Pain in the app

painanimation

La création animée cantonnée au registre cinématographique est toujours aussi enthousiasmante. Mais celle qui s’exprime au-delà, dans la production de contenus interactifs et/ou immersifs à vocations culturelle, pédagogique ou scientifique, l’est plus encore. On oublie d’ailleurs un peu vite que l’art de l’animation, de très loin « pré-cinématographique », s’applique, depuis qu’il existe sous forme de films, à représenter l’invisible et l’indicible pour d’autres finalités que le seul spectacle audiovisuel. Rappelons les œuvres de propagandes internationales (dont Matches An Appeal de l’anglais Melbourne Cooper a été la préfiguration en 1899), le premier time laps de Frederick S. Armitage (1901), les expériences entomologiques de Ladislas Starevitch (1909), les publicités préventives de Marius O’Galop (1912)… La liste coure jusqu’à nos jours.
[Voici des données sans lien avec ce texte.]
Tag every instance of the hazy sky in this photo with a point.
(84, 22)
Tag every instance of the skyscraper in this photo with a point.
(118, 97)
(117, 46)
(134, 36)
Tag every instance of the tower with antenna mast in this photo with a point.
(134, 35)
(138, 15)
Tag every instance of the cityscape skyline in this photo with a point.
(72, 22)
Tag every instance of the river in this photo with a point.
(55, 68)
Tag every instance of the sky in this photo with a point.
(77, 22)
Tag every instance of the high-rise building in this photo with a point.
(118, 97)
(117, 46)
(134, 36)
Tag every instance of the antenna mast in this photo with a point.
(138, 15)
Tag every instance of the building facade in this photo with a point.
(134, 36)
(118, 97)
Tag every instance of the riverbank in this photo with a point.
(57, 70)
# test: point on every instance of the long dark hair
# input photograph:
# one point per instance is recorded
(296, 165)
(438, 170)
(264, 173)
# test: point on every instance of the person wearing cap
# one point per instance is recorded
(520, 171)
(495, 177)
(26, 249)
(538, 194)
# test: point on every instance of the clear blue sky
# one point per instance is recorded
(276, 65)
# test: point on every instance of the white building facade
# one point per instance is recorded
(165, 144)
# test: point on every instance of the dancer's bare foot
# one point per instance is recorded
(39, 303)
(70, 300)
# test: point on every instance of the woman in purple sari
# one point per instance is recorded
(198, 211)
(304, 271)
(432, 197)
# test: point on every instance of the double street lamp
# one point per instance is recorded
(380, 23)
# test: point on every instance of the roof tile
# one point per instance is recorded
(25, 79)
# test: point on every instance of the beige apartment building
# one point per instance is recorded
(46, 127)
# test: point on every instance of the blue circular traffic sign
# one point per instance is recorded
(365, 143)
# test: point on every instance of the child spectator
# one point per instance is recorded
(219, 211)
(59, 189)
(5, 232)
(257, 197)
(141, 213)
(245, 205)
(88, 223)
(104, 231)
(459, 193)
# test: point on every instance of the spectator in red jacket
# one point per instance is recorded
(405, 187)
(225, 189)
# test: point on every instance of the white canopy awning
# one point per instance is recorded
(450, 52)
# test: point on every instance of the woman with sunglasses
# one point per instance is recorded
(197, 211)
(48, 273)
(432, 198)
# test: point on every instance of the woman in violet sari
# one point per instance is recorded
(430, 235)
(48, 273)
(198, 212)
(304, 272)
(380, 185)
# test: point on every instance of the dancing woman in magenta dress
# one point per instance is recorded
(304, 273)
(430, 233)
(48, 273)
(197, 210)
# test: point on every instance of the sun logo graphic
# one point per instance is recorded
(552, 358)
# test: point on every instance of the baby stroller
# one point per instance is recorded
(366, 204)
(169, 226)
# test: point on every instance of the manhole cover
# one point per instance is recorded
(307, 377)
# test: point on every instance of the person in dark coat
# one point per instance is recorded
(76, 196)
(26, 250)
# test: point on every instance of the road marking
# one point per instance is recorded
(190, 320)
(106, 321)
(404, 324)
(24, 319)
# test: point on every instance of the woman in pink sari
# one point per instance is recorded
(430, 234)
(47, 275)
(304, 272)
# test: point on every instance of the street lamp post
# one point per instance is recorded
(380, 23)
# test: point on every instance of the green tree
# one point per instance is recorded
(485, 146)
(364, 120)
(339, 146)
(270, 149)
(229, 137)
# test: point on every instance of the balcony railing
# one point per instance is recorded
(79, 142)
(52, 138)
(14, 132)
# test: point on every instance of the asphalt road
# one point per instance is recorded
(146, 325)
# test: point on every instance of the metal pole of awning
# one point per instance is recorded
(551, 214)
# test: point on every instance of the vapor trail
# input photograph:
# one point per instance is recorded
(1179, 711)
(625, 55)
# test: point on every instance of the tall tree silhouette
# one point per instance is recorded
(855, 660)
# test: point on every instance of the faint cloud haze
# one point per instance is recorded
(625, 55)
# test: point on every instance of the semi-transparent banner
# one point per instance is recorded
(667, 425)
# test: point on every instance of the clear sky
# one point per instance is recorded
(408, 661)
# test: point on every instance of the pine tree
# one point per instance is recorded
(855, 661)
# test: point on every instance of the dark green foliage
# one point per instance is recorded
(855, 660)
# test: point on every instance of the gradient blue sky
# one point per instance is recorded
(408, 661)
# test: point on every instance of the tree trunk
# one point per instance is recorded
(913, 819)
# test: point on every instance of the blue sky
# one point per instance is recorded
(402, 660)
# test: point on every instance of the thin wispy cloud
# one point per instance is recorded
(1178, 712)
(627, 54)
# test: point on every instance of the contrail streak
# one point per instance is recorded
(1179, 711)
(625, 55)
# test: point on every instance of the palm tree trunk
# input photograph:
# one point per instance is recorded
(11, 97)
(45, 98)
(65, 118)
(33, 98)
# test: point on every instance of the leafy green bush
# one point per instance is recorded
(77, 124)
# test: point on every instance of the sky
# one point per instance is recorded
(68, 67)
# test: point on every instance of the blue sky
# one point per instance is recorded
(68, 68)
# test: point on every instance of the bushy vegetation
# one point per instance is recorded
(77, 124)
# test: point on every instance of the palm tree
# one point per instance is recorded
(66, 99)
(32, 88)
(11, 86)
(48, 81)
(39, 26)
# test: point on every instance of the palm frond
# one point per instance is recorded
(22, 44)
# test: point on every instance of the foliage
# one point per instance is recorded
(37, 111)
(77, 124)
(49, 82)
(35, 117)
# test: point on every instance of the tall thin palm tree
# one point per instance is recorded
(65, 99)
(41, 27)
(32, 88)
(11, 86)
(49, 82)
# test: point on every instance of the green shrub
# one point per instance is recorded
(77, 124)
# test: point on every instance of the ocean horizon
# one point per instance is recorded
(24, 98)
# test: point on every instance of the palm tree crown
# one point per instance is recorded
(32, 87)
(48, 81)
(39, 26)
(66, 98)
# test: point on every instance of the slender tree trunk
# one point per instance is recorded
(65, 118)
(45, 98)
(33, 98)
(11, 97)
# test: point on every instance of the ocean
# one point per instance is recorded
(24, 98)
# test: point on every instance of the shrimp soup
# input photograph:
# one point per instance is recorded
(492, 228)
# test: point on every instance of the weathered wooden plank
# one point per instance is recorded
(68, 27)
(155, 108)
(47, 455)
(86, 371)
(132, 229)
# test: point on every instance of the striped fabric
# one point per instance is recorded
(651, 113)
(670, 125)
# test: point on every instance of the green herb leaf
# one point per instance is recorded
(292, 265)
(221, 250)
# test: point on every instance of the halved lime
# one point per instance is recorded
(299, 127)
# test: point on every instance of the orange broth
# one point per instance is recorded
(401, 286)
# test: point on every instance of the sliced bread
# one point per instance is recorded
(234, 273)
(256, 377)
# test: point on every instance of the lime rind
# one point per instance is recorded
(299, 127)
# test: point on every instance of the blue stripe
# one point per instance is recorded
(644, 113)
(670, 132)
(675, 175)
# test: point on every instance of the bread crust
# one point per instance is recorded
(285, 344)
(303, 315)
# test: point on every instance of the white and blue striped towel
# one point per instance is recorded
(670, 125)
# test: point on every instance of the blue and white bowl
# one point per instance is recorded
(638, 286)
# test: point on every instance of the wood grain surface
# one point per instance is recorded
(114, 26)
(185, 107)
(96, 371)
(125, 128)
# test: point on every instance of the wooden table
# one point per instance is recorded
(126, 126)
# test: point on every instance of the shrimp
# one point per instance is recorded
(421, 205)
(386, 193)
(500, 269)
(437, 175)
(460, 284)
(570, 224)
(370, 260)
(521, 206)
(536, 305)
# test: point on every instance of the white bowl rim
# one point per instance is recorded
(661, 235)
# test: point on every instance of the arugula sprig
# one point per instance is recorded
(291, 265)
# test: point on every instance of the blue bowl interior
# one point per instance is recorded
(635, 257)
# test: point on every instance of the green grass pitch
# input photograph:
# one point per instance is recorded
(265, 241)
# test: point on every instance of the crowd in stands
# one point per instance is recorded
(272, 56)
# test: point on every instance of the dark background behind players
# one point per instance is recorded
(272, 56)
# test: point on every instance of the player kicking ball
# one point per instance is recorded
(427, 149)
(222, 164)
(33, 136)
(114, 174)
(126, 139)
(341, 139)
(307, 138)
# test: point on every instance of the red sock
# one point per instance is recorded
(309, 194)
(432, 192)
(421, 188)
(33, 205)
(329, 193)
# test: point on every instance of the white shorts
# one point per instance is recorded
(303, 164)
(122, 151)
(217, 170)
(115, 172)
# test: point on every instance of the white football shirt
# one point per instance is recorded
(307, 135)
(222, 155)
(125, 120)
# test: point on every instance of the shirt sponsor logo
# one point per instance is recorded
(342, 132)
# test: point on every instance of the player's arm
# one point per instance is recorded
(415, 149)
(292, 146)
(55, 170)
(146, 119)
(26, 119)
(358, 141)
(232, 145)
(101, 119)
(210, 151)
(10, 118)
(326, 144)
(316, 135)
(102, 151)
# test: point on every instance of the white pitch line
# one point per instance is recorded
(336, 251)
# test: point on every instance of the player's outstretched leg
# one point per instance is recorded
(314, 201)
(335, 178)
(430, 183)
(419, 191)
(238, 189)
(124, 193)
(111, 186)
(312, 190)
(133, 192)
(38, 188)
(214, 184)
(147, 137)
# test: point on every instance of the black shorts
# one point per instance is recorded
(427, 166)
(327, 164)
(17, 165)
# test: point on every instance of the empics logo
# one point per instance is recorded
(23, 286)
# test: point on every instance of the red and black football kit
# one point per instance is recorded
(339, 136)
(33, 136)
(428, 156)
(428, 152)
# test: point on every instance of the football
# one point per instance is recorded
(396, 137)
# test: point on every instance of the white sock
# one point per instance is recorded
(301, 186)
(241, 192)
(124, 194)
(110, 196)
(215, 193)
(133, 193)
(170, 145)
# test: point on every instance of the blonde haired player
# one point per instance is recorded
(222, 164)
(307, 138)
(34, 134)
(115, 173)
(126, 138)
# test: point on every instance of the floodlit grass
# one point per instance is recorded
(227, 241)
En 2018, dans le flux incessant des innovations recourant aux principes et aux « pouvoirs magiques » de l’image animée, apparaît un bel exemple pratique mis en évidence par le site new-yorkais Cartoon Brew. Voici une partie de la traduction des propos relayés dans cet article.
Une application, nommée « PainAnimation » et développée par un groupe de chercheurs du département de médecine de l’Université de Pittsburgh (Pennsylvanie), a été conçue pour visualiser et évaluer la douleur ressentie par des patients, à partir de l’analyse de leur propre expression de cette douleur.
Le professeur Charles Jonassaint, en charge de ce projet, justifie ainsi le recours à l’imagerie animée : « En utilisant l’animation, nous acquérons le pouvoir de comprendre plus rapidement et plus précisément la douleur ressentie par une personne, et, plus important encore, de proposer les traitements les plus efficaces en évitant ceux qui ne le sont pas. »
Dans ses grandes lignes, le fonctionnement de l’application est le suivant :
le patient reçoit d’abord une sélection d’animations géométriques qu’il peut utiliser et moduler pour décrire la gravité de sa douleur.
Ces animations peuvent en effet être ajustées, en augmentant ou en diminuant leur vitesse, en jouant sur la saturation des couleurs, sur leur mise au point et leur taille, afin de coïncider précisément à la douleur décrite.
L’application permet parallèlement à l’utilisateur « d’étiqueter » sa douleur sur un corps humain. Il localise ainsi la ou les zones de son corps affectée(s) par la douleur.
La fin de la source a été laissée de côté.